I don’t know about you, but I’ve said and done stupid and hurtful things to other people, things I wish I could unsay or undo. Unfortunately, that’s not possible; once it’s said or done, it’s “out there” and it can’t be brought back in. I’ve damaged several relationships, some, perhaps, beyond repair. I’ve broken trusts that have taken years to restore, and some have yet to be restored. As I consider each of those situations–some weigh heavily on my mind–I wonder whether I can be forgiven by the people I’ve hurt. I have been blessed many times to have been forgiven by some of those people, whether I’ve asked for forgiveness or they’ve offered it without my asking, but there are still some whom I must seek out and others of whom I am afraid to ask. Perhaps you can relate to that?
Of course there are those others who have wronged me, and I must confess that forgiveness isn’t always at the front of my mind when I think about them. Can you relate to that, too?
How “funny” it is when we think about the people we have wronged and can only hope that they will forgive us, but when we think of those who have wronged us, forgiveness doesn’t come so easily or quickly. On one hand we might beg for forgiveness, longing for the relief it brings, but on the other hand, we withhold forgiveness for the simple reason that it might prolong the other person’s suffering, as if they must continue to pay on a debt.
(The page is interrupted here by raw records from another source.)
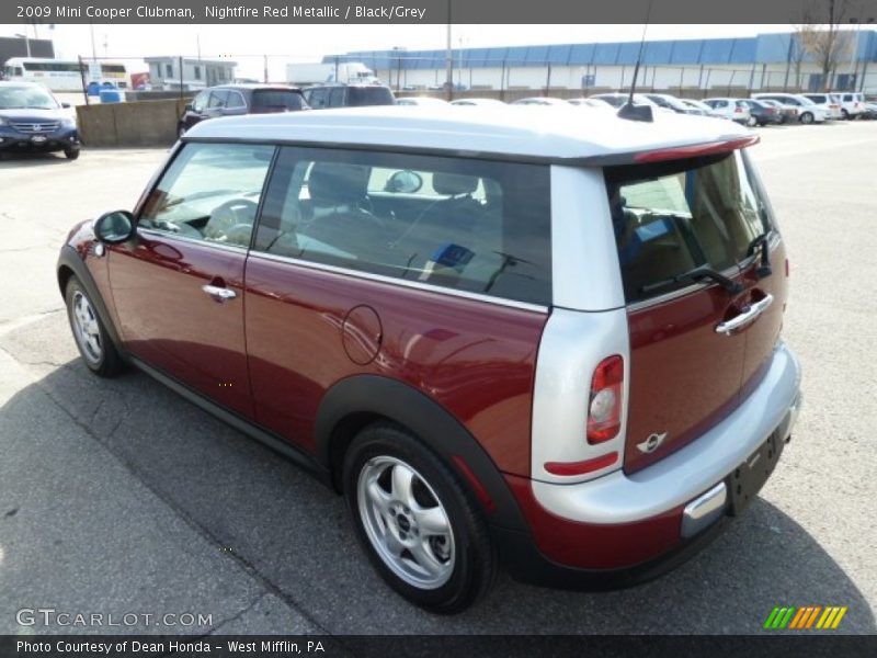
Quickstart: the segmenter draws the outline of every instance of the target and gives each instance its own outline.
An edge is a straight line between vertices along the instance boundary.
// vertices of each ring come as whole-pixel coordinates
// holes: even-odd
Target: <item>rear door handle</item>
[[[767,310],[767,307],[773,304],[774,296],[773,295],[765,295],[763,299],[751,304],[748,308],[743,310],[738,316],[732,317],[730,320],[726,320],[725,322],[719,322],[716,327],[716,333],[724,333],[725,336],[729,336],[731,331],[734,329],[740,329],[749,325],[752,320],[758,318],[761,314]]]
[[[217,302],[228,302],[229,299],[234,299],[238,296],[238,294],[227,287],[218,286],[218,285],[203,285],[201,286],[205,293],[207,293],[210,297],[216,299]]]

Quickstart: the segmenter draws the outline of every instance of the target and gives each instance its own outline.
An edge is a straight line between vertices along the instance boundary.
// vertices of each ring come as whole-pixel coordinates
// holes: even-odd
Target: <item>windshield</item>
[[[362,105],[394,105],[396,100],[386,87],[351,87],[348,104],[352,107]]]
[[[305,99],[292,89],[257,89],[253,91],[253,109],[283,107],[286,110],[301,110]]]
[[[0,110],[57,110],[58,103],[41,87],[1,87]]]
[[[736,274],[771,226],[741,151],[611,167],[605,177],[628,302],[688,285],[673,279],[697,268]]]

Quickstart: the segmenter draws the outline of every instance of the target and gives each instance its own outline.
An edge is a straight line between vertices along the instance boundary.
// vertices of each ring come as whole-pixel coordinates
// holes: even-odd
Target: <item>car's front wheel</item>
[[[480,509],[417,436],[369,426],[345,455],[343,480],[361,544],[406,599],[453,614],[489,589],[496,559]]]
[[[125,364],[94,309],[93,302],[76,276],[67,282],[65,299],[76,347],[88,368],[101,377],[113,377],[121,373]]]

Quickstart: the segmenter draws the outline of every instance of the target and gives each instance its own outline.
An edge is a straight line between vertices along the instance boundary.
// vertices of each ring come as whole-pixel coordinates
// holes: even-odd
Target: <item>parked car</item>
[[[750,127],[783,123],[783,111],[778,107],[766,105],[765,103],[756,101],[755,99],[739,99],[738,102],[749,107],[750,118],[747,125]]]
[[[0,82],[0,157],[64,151],[68,160],[76,160],[79,147],[69,103],[59,103],[42,84]]]
[[[647,99],[652,101],[654,104],[675,112],[676,114],[701,114],[690,105],[683,103],[680,99],[669,93],[643,93]]]
[[[396,99],[397,105],[420,105],[426,107],[447,106],[448,102],[444,99],[435,99],[432,97],[406,97],[403,99]]]
[[[866,111],[865,94],[854,91],[833,91],[832,98],[840,103],[843,118],[859,118]]]
[[[754,126],[758,122],[752,117],[749,105],[742,99],[704,99],[704,103],[713,107],[722,118],[729,118],[741,126]]]
[[[580,115],[198,124],[133,212],[61,249],[84,366],[134,364],[309,468],[429,610],[465,609],[498,564],[656,577],[790,438],[786,251],[748,131]]]
[[[314,110],[396,104],[392,91],[383,84],[316,84],[301,92]]]
[[[771,99],[759,99],[759,102],[768,107],[776,107],[779,111],[781,124],[798,121],[798,109],[796,106],[784,105],[779,101],[772,101]]]
[[[841,109],[841,103],[838,101],[833,94],[830,93],[802,93],[804,98],[811,100],[813,103],[822,107],[825,111],[825,115],[828,118],[836,120],[836,118],[846,118],[843,115],[843,111]]]
[[[702,101],[695,101],[693,99],[680,99],[683,103],[685,103],[688,107],[695,111],[699,111],[702,116],[721,116],[720,112],[717,112],[706,103]]]
[[[475,105],[477,105],[477,106],[481,106],[481,107],[487,107],[487,106],[496,107],[498,105],[504,105],[505,103],[503,103],[502,101],[500,101],[498,99],[456,99],[454,101],[451,101],[451,104],[452,105],[463,105],[463,106],[475,106]]]
[[[590,95],[588,98],[590,98],[590,99],[599,99],[601,101],[605,101],[606,103],[608,103],[613,107],[622,107],[623,105],[625,105],[627,103],[628,99],[630,98],[630,94],[629,93],[622,93],[622,92],[617,92],[617,93],[595,93],[595,94]],[[652,109],[652,111],[654,111],[654,112],[657,112],[658,110],[661,110],[663,112],[668,112],[668,110],[661,107],[658,103],[656,103],[654,101],[646,98],[641,93],[635,93],[634,94],[634,104],[635,105],[649,105]]]
[[[810,99],[797,93],[753,93],[752,98],[761,101],[777,101],[784,105],[790,105],[798,112],[798,121],[802,124],[824,123],[829,120],[829,113],[821,106],[817,105]]]
[[[285,84],[223,84],[200,91],[176,125],[182,137],[192,126],[219,116],[306,110],[301,91]]]
[[[550,97],[531,97],[527,99],[517,99],[511,103],[512,105],[566,105],[569,106],[563,99],[555,99]]]
[[[577,107],[607,107],[613,110],[612,103],[607,103],[603,99],[567,99],[567,103],[576,105]]]

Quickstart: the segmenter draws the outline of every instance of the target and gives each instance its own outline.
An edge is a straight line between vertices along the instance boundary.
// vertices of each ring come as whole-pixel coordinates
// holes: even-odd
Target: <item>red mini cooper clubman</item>
[[[624,587],[741,513],[796,420],[755,141],[580,107],[219,118],[71,231],[58,284],[91,371],[316,473],[418,605],[500,564]]]

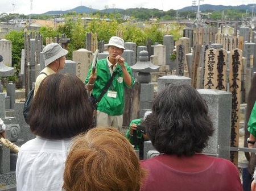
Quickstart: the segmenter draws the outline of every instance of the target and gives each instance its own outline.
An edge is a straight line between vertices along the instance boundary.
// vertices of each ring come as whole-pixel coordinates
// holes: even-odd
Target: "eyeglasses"
[[[122,50],[122,48],[115,47],[109,47],[109,49],[111,49],[112,51],[115,51],[117,52],[121,52]]]

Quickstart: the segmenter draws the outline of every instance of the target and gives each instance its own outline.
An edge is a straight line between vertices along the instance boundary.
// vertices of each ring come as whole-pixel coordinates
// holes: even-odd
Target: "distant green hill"
[[[209,4],[205,4],[200,5],[200,11],[206,11],[208,10],[211,11],[220,11],[227,9],[235,9],[237,10],[251,10],[251,7],[253,6],[255,6],[256,4],[249,4],[247,5],[241,5],[236,6],[224,6],[224,5],[212,5]],[[139,8],[138,8],[139,9]],[[77,13],[86,13],[90,14],[95,12],[104,12],[104,13],[113,13],[113,12],[118,12],[122,13],[122,12],[125,11],[130,9],[127,9],[126,10],[122,9],[104,9],[102,10],[100,10],[98,9],[92,9],[90,7],[88,7],[84,6],[80,6],[77,7],[75,7],[72,9],[67,10],[66,11],[60,11],[60,10],[55,10],[55,11],[49,11],[48,12],[42,14],[42,15],[60,15],[60,14],[65,14],[68,13],[75,11]],[[158,10],[156,9],[154,9]],[[171,10],[171,9],[170,9]],[[185,7],[183,9],[177,10],[179,12],[183,11],[197,11],[197,6],[188,6]],[[35,14],[32,14],[35,15]]]

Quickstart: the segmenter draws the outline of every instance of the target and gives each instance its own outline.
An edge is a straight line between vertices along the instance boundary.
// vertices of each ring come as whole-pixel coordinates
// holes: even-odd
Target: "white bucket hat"
[[[123,39],[118,36],[112,36],[110,39],[109,39],[109,44],[105,44],[105,45],[110,46],[113,45],[123,49],[125,49],[125,41]]]
[[[42,51],[44,59],[44,65],[48,66],[53,61],[65,56],[68,51],[61,47],[58,43],[51,43],[47,44]]]

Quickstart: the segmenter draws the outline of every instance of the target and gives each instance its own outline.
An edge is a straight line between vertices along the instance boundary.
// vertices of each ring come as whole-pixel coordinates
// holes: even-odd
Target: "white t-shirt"
[[[62,190],[71,140],[36,137],[23,144],[16,165],[17,191]]]
[[[3,123],[3,121],[0,118],[0,132],[2,132],[5,131],[6,126],[5,124]]]

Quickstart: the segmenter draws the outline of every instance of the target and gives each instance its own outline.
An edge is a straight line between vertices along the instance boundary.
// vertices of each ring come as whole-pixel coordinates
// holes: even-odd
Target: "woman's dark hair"
[[[189,85],[171,84],[159,93],[146,118],[146,132],[160,153],[191,156],[201,152],[213,132],[208,107]]]
[[[72,74],[56,73],[40,84],[30,111],[30,126],[47,139],[71,138],[93,127],[93,113],[86,88]]]

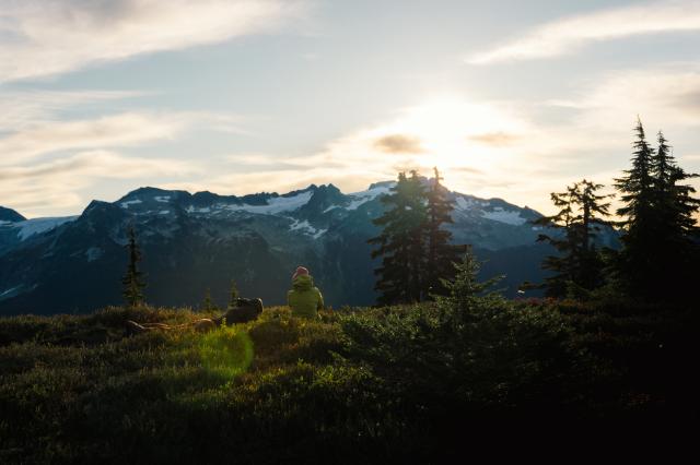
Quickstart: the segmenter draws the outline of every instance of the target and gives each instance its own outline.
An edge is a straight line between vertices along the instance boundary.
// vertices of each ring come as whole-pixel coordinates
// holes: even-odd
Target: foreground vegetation
[[[424,462],[487,420],[699,413],[691,312],[472,303],[269,308],[206,334],[126,330],[187,309],[0,319],[0,462]]]

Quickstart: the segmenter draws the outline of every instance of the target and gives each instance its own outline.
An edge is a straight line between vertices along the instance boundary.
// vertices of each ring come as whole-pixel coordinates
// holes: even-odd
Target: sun
[[[405,109],[380,131],[412,141],[413,150],[405,158],[421,171],[438,166],[445,172],[455,168],[492,172],[511,155],[510,145],[522,124],[494,105],[443,96]]]

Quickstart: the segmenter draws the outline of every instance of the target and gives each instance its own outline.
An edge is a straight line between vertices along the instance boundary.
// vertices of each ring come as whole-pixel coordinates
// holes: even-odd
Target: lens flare
[[[199,355],[205,369],[233,378],[250,366],[253,341],[244,331],[221,326],[202,336]]]

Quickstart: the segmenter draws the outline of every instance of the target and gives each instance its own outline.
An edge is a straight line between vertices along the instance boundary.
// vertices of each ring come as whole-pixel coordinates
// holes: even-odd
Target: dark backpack
[[[226,326],[235,323],[247,323],[262,313],[262,300],[237,298],[235,306],[226,311],[222,317],[214,320],[218,325],[226,320]]]

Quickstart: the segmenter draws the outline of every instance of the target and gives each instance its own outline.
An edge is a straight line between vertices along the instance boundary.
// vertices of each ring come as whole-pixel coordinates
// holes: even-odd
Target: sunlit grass
[[[253,361],[253,341],[240,329],[221,325],[201,336],[199,355],[206,370],[234,378]]]

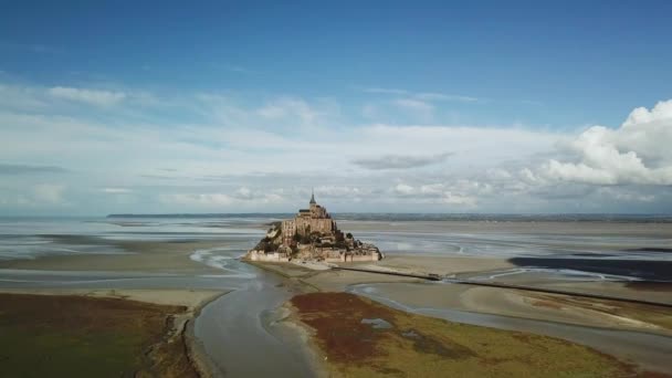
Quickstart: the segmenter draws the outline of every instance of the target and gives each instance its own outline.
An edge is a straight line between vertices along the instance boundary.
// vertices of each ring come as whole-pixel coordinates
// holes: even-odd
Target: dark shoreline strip
[[[476,282],[471,280],[460,280],[460,279],[443,279],[438,274],[412,274],[412,273],[401,273],[401,272],[382,272],[375,271],[368,269],[359,269],[359,267],[332,267],[333,270],[342,270],[342,271],[355,271],[355,272],[364,272],[364,273],[375,273],[375,274],[387,274],[387,275],[397,275],[403,277],[414,277],[420,280],[429,280],[429,281],[442,281],[454,284],[463,284],[463,285],[473,285],[473,286],[487,286],[487,287],[498,287],[498,288],[512,288],[512,290],[522,290],[527,292],[536,292],[536,293],[546,293],[546,294],[559,294],[559,295],[570,295],[570,296],[580,296],[586,298],[594,300],[605,300],[605,301],[617,301],[617,302],[627,302],[634,304],[643,304],[650,306],[659,306],[672,308],[672,303],[661,303],[661,302],[651,302],[643,300],[633,300],[633,298],[623,298],[619,296],[610,296],[610,295],[601,295],[601,294],[590,294],[590,293],[580,293],[580,292],[569,292],[564,290],[555,290],[555,288],[543,288],[543,287],[533,287],[533,286],[521,286],[521,285],[510,285],[502,283],[493,283],[493,282]]]

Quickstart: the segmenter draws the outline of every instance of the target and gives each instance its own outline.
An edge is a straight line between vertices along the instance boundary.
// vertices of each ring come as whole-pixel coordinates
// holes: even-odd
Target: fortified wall
[[[356,262],[378,261],[382,253],[374,244],[363,243],[350,233],[344,234],[327,210],[311,196],[309,208],[298,210],[293,219],[275,223],[245,259],[264,262],[304,261]]]

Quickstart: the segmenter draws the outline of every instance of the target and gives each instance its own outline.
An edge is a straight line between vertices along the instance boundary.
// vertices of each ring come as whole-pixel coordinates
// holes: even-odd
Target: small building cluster
[[[311,196],[308,209],[298,210],[294,219],[274,223],[256,246],[248,251],[251,261],[354,262],[378,261],[382,254],[374,244],[344,234],[327,210]]]

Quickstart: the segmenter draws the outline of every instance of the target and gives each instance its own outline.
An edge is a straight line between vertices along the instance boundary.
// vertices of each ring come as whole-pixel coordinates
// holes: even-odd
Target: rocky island
[[[311,196],[308,209],[298,210],[294,219],[274,222],[266,235],[248,251],[244,259],[265,262],[292,260],[355,262],[378,261],[382,253],[370,243],[363,243],[351,233],[338,230],[336,221]]]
In Ephesians 4:32 Paul writes: “Be kind and compassionate to one another, forgiving each other, just as in Christ God forgave you.” Often we think of this command as a matter of “got to,” as in, “Well, Jesus did it for me; so I guess I’ve got to do it for you….” But Paul shows us that this is a matter of kindness and compassion. How would any of us feel if the people we have wronged throughout our lives told us we were forgiven, but only because they had to? Would you feel forgiven?
Rather than forgiving others under compulsion by God, we must forgive with the same attitude that Christ had when he forgave us, with kindness and compassion. That’s more than a canceled debt; it’s a restored relationship.